Mission logiciels libres : un modèle inspirant
La mission agit comme un OSPO pour l’État. Elle fédère les acteurs autour des projets libres. La démarche renforce l’engagement de chaque agent.
- Mise en place d’un conseil spécialisés.
- Animation interministérielle.
- Soutien des initiatives internes.
- Dialogue avec l’écosystème du libre.
| Initiative | Objectif | Public | Fréquence |
|---|---|---|---|
| Conseil Logiciels Libres | Coordination | Interministériel | Périodique |
| SILL | Mise en commun | Administrations | Hebdomadaire |
- Mise en réseau des agents.
- Valorisation des projets internes.
- Soutien technique et collaboratif.
- Transparence dans les démarches.
« L’initiative a transformé notre approche interne et a renforcé l’esprit collectif au sein de l’administration. »
– Clara, agent de l’État
Stratégies de mutualisation et maintenance
Les acteurs travaillent à partager et standardiser les outils libres. La mutualisation se traduit par des projets collaboratifs tangibles. Les expériences ont permis la mise en place de processus clairs.
- Standardisation des méthodes de publication.
- Suivi régulier des projets ouverts.
- Mise en place d’appels à communs.
- Soutien des structures partenaires via anaska.

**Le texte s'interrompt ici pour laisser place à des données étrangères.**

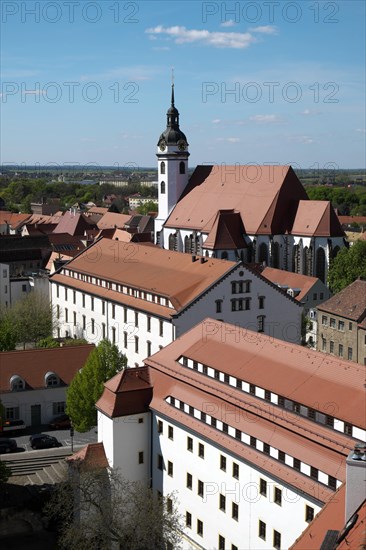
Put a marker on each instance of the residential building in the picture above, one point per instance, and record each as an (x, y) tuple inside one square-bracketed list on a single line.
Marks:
[(241, 427), (253, 213), (342, 323), (142, 297), (307, 290), (33, 383)]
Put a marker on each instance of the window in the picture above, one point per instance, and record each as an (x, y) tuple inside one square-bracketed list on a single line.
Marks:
[(199, 527), (188, 519), (276, 539), (160, 462), (58, 407), (263, 487), (260, 323), (309, 513), (189, 481), (262, 530), (278, 496)]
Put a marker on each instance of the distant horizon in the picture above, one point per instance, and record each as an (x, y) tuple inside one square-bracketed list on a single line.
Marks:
[(255, 82)]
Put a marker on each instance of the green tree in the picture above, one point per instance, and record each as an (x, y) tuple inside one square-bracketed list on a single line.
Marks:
[(100, 509), (87, 386), (347, 266)]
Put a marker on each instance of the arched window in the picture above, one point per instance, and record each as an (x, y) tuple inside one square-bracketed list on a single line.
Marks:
[(17, 383), (51, 380), (320, 264), (275, 255), (263, 253)]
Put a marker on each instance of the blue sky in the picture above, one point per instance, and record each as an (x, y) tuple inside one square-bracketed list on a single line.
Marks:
[(273, 82)]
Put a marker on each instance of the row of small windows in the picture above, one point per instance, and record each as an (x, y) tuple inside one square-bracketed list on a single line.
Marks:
[(259, 445), (17, 383), (129, 291), (275, 399)]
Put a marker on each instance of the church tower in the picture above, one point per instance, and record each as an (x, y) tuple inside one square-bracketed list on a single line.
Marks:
[(172, 167)]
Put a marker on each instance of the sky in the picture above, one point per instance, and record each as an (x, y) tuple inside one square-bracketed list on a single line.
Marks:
[(273, 82)]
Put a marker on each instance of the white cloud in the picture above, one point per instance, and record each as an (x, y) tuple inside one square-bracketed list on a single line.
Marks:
[(229, 23), (182, 35), (265, 29), (266, 119)]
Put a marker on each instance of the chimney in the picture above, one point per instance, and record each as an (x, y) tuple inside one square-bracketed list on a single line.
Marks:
[(355, 479)]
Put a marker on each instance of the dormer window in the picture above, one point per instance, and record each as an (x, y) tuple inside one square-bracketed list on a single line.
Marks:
[(51, 380), (17, 383)]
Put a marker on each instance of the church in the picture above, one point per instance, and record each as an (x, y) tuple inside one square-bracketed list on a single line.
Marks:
[(252, 213)]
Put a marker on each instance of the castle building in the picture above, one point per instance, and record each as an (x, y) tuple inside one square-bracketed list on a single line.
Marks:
[(251, 433), (252, 213)]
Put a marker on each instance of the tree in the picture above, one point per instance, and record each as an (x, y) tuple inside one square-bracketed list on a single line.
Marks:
[(87, 386), (347, 266), (100, 509)]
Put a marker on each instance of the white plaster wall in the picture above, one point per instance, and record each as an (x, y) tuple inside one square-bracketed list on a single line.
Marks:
[(244, 492)]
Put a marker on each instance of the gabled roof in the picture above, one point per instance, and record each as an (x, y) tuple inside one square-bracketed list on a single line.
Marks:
[(91, 456), (226, 232), (112, 220), (128, 392), (316, 219), (33, 365), (265, 196), (293, 280), (349, 302)]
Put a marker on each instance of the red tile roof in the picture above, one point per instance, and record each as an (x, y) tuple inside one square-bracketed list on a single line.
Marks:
[(292, 280), (349, 302), (33, 365), (265, 196)]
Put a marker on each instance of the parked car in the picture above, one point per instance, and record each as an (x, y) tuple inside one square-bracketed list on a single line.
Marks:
[(43, 441), (60, 422), (7, 445), (10, 426)]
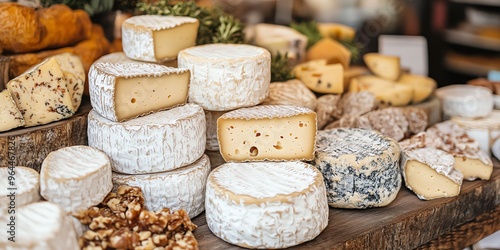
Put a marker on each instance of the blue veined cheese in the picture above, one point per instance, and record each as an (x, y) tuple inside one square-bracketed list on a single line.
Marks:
[(360, 167), (273, 204)]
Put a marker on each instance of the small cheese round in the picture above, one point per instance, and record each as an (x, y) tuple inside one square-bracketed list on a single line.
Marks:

| Projet | Méthode | Status | Impact |
|---|---|---|---|
| Standardisation du code | Mutualisation | En cours | Optimisation |
| Maintenance collective | Collaboration | Validée | Sécurisation |
- Expérience terrain favorable.
- Mise en place de procédures modèles.
- Feedback positifs des équipes.
- Modèles de gestion reconnus.
« Nous avons observé une nette amélioration dans la gestion des projets libres grâce à ces pratiques mutualisées. »
– Mathieu, responsable informatique
Un avis émanant d’un expert souligne la pertinence de cette stratégie. L’expérience prouve que le partage des ressources renforce la souveraineté numérique.
Dépenses et risques : le regard sur le privé
L’analyse des investissements révèle un écart entre les logiciels libres et propriétaires. Les montants des contrats montrent une tendance à sécuriser l’administration. L’État souhaite équilibrer les dépenses.
Les DSI redoutent des risques techniques. Les experts préconisent une approche mesurée. Les témoignages et avis encouragent le recours aux solutions libres.
Comparaison des contrats propriétaires et libres
Les contrats propriétaires se chiffrent en millions. Les investissements dans le libre restent moins onéreux. Les documents internes le confirment.
| Type de contrat | Montant moyen | Durée | Maintenance |
|---|---|---|---|
| Propriétaire | 2-3 M€ | 3 ans | Assurée par l’éditeur |
| Libre | 0,5-1 M€ | Variable | Collaborative |
| Total annuel | Plus de 10 M€ | – | – |
| Économie réalisée | 40% | – | – |
- Coûts maîtrisés avec le libre.
- Sélection rigoureuse des fournisseurs.
- Suivi budgétaire renforcé.
- Diffuse via anaska des retours d’expérience.
Accompagnement des DSI dans l’open source
Le passage au libre demande une adaptation technique. Les DSI reçoivent des conseils spécialisés. Les experts pilotent des formations continues.
- Séminaires sur la maintenance open source.
- Ateliers pratiques avec intervenants extérieurs.
- Réunions collaboratives régulières.
- Mise à disposition d’outils documentés.
| Action | Public concerné | Fréquence | Support |
|---|---|---|---|
| Ateliers formations | DSI | Mensuel | Expert interne |
| Webinaires | Techniciens | Hebdomadaire | Équipe dédiée |
- Avis d’experts confirmant la valeur ajoutée.
- Investissement en compétences renforcé.
- Retours d’expérience établis.
- Collaboration avec anaska pour encadrer la transition.